An die Kanalmauer gelehnt schauen Andreas Metzger und seine Frau Marion vom Bahnhof aus auf die Stadt. Sie scheinen die Ruhe zu genießen, bevor sie sich in das Getümmel von Touristen im wie immer vollkommen überfüllten Venedig stürzen. „Ich finde es gut, dass man nun als Tagesausflügler Eintritt in die Stadt bezahlen muss“, sagt Andreas Metzger. „Die kommen her, kaufen sich vielleicht höchstens ein Cola und gehen nach ein paar Stunden wieder – davon hat die Stadt nichts“, begründet der Urlauber aus der deutschen Stadt Hockenheim seine Meinung. Die Metzgers aber mussten nicht bezahlen, sie haben eine Unterkunft in der Umgebung und bleiben mehrere Tage.
Den obligatorischen QR-Code, den sie trotzdem von diesem Donnerstag an an ausgewählten Tagen bei einer Kontrolle vorzeigen müssen, haben die Metzgers aber in der Tasche. Ihr Hotel habe sich für sie darum gekümmert, erzählen sie. Die Eintrittskarte für Venedig wurde ihnen am Morgen an der Rezeption ausgehändigt – sie mussten sich also nicht selbst durch das recht komplizierte Onlineanmeldeformular klicken. In ihren Augen funktioniert das System.
So groß das Verständnis der Besucher auch sein mag, so groß ist der Ärger der Venezianer.
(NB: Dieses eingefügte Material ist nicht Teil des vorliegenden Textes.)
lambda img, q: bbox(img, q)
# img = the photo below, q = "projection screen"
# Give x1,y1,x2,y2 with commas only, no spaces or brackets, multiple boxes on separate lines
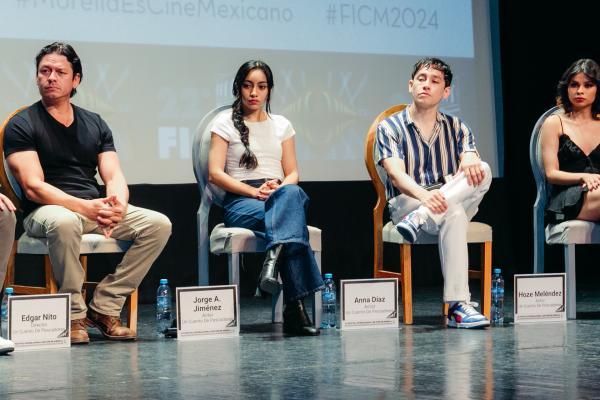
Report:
1,0,501,183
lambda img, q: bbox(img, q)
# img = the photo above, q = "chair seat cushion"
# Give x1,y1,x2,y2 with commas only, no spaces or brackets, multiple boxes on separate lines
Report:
210,223,322,254
545,220,600,245
383,221,492,244
17,233,131,255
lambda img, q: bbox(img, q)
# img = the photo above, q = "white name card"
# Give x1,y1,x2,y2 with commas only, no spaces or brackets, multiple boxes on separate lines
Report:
340,278,399,330
514,273,566,323
176,285,239,340
7,294,71,351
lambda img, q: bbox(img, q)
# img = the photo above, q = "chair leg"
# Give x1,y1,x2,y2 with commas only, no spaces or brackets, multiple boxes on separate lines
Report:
197,208,210,286
2,241,17,292
272,287,283,324
312,250,322,328
44,255,58,293
400,244,413,325
228,253,241,307
565,244,576,319
127,289,138,335
481,241,492,320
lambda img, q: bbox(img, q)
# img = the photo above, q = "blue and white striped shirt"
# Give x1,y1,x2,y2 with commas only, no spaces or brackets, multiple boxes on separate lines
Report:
375,107,477,199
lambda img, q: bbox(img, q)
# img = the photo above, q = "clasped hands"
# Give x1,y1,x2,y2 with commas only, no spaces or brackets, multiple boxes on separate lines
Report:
82,195,126,238
253,179,281,201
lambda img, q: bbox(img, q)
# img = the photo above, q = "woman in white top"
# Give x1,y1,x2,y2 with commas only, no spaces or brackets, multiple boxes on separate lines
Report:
208,60,323,336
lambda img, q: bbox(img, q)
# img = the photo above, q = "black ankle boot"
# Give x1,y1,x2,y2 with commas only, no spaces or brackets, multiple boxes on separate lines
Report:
283,299,320,336
259,244,283,295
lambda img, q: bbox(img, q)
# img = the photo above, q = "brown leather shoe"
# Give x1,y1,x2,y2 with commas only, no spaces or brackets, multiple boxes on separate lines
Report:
71,318,90,345
86,309,136,341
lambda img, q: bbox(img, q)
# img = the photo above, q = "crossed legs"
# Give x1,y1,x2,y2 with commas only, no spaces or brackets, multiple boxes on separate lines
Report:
390,162,492,304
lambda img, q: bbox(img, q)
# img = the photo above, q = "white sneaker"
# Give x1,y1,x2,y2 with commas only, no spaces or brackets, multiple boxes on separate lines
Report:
395,210,425,243
0,336,15,355
447,302,490,328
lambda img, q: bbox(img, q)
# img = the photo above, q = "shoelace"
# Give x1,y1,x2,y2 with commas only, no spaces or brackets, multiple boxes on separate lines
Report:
459,302,481,316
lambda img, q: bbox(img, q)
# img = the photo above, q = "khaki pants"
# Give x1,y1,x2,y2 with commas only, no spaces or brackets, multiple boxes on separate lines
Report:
0,211,16,288
388,162,492,303
24,204,172,319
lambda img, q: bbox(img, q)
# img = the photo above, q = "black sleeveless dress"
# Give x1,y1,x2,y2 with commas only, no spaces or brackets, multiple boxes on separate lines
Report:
546,134,600,223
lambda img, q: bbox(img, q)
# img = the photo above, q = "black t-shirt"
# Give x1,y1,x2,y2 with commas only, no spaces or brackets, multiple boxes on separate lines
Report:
3,101,116,214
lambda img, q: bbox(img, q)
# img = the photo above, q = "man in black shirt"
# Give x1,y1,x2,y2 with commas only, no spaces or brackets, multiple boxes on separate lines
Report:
3,42,172,344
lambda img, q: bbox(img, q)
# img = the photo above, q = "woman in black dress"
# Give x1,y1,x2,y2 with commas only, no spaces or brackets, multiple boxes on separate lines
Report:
541,59,600,223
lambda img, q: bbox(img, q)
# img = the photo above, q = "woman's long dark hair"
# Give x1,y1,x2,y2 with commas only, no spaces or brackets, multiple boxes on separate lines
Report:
557,58,600,118
231,60,274,170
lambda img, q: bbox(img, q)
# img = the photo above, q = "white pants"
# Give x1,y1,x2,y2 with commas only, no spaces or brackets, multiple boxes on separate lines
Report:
388,162,492,303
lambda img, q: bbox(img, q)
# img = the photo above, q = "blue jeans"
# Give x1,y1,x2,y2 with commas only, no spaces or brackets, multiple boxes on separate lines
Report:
223,184,324,302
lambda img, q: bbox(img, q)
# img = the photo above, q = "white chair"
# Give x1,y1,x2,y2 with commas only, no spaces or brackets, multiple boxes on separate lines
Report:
0,107,138,333
193,105,322,325
530,106,600,319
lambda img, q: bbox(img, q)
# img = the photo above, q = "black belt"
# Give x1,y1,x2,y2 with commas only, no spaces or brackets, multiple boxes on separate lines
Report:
241,178,280,188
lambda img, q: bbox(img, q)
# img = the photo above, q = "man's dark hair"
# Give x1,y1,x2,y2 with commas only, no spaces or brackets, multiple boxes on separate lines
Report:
35,42,83,98
411,57,453,87
556,58,600,118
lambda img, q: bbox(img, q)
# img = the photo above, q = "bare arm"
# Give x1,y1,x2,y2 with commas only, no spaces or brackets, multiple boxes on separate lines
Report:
6,150,111,221
541,115,600,189
98,151,129,206
279,136,299,186
96,151,129,233
381,157,447,214
208,133,268,200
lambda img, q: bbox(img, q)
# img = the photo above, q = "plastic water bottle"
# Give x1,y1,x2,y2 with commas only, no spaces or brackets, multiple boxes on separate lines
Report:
320,273,336,329
491,268,505,325
156,279,172,336
1,288,14,338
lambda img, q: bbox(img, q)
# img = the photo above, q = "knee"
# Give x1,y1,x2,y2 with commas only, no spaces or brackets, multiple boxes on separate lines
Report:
586,188,600,201
146,212,172,241
445,203,468,222
47,212,82,239
0,210,16,230
276,184,307,199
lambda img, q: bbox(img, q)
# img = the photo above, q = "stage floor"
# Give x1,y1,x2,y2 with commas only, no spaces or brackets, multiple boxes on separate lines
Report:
1,285,600,399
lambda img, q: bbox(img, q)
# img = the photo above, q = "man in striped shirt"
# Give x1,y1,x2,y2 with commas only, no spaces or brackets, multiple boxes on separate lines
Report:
375,58,491,329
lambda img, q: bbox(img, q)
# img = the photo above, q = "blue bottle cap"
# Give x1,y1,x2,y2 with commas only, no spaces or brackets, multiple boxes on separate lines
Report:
5,287,13,294
160,278,168,285
493,268,501,274
324,273,333,279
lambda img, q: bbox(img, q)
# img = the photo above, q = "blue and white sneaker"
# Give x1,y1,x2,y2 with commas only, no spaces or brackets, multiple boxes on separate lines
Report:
447,302,490,328
395,210,425,243
0,336,15,355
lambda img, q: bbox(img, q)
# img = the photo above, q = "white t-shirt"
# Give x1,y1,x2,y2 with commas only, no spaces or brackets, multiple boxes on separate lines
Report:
209,109,296,181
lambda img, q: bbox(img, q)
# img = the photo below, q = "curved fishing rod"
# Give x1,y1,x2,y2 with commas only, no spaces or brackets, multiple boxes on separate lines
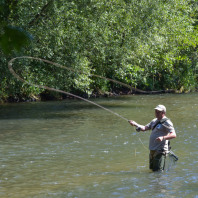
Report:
8,56,129,122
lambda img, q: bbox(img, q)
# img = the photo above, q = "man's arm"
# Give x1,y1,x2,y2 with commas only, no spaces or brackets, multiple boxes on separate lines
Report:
128,120,149,131
156,130,177,142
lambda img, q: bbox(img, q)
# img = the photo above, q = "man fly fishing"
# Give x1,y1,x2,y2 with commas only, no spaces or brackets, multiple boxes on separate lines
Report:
129,104,177,172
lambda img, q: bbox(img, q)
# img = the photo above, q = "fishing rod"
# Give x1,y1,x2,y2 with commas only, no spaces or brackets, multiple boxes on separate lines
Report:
8,56,130,122
8,56,149,150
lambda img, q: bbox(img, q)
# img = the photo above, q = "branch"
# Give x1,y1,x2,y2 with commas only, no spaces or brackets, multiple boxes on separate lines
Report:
28,0,54,27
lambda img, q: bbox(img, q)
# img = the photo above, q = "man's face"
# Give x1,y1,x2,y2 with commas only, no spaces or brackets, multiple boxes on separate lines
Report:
155,110,164,120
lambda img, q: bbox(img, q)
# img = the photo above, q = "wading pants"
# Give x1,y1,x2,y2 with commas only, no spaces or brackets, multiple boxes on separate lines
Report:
149,150,166,171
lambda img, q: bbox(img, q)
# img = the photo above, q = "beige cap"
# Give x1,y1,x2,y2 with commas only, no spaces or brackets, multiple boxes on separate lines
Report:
154,104,166,112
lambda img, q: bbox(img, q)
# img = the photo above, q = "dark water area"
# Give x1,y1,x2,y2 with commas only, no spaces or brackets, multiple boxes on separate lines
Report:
0,93,197,197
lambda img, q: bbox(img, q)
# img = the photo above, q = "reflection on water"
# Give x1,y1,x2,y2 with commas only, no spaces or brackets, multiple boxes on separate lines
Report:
0,93,197,197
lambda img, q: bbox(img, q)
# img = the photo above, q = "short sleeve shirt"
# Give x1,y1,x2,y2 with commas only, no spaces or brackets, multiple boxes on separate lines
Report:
146,116,175,151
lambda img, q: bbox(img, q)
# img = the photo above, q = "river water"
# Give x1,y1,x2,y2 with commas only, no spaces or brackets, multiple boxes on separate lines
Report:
0,93,197,198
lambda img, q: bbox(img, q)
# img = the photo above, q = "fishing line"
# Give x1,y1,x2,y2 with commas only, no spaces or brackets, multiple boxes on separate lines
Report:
8,56,147,150
8,56,130,122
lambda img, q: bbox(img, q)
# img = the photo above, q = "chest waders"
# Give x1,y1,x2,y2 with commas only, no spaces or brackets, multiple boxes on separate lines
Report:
149,118,178,171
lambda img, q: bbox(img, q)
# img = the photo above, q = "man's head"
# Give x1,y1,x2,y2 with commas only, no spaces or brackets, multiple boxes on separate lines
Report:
154,104,166,113
154,104,166,120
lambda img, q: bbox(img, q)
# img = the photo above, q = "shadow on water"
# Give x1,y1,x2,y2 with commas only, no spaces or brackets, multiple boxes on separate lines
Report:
0,96,143,120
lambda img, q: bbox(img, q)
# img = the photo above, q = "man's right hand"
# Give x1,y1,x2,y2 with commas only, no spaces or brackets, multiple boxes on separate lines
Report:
128,120,138,126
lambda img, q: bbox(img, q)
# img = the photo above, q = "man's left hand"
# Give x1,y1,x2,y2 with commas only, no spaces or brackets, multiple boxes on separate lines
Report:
156,136,164,142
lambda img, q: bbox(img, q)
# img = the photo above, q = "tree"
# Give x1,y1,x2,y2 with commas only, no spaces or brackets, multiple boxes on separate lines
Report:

Am Donnerstagmorgen, dem ersten Tag mit Eintritt, versammeln sich viele von ihnen zu einer Demonstration, die Polizei spricht von 300 Teilnehmern: Sie protestieren gegen die neue Gebühr, die ja eigentlich ihnen das Leben erleichtern soll.
Aufgeblähte Maschinerie. „Der Eintrittspreis soll dazu dienen, die Touristenströme zu lenken, aber er führt zu überhaupt gar nichts“, sagt Giovanni Martini, der für die bürgerliche Liste Tutta la Città insieme im Stadtparlament sitzt. Und damit in der Opposition. Seit viereinhalb Jahren werde in der Stadt über die Einführung diskutiert.
Jetzt habe die rechte Mehrheit um Bürgermeister Luigi Brugnaro die Gebühr durchgedrückt — „vor allem, um zu verhindern, dass die Unesco Venedig auf die rote Liste des gefährdeten Welterbes setzt“, sagt Martini. Damit könnten die Verantwortlichen sagen, sie hätten Maßnahmen ergriffen, um die Stadt vor dem Übertourismus zu retten. „Aber das Einzige, was sie tun, ist, diese aufgeblähte Maschinerie in Gang zu setzen, die am Ende überhaupt keinen Effekt haben wird.“
Ein paar Ecken weiter, schon mitten im Getümmel, stehen bei strahlendem
Sonnenschein sechs Frauen vor einem Café und stärken sich mit einem Mittagssnack: Ein Stück Pizza auf die Hand muss noch sein, bevor es zurück nach Koblenz geht. „Ich habe totales Verständnis dafür, dass Venedig nun eine Gebühr für Tagestouristen einführt“, sagt Katharina Steinbach. Warum nicht? „Venedig ist ein Museum“, sagt ihre Freundin Inge Horn.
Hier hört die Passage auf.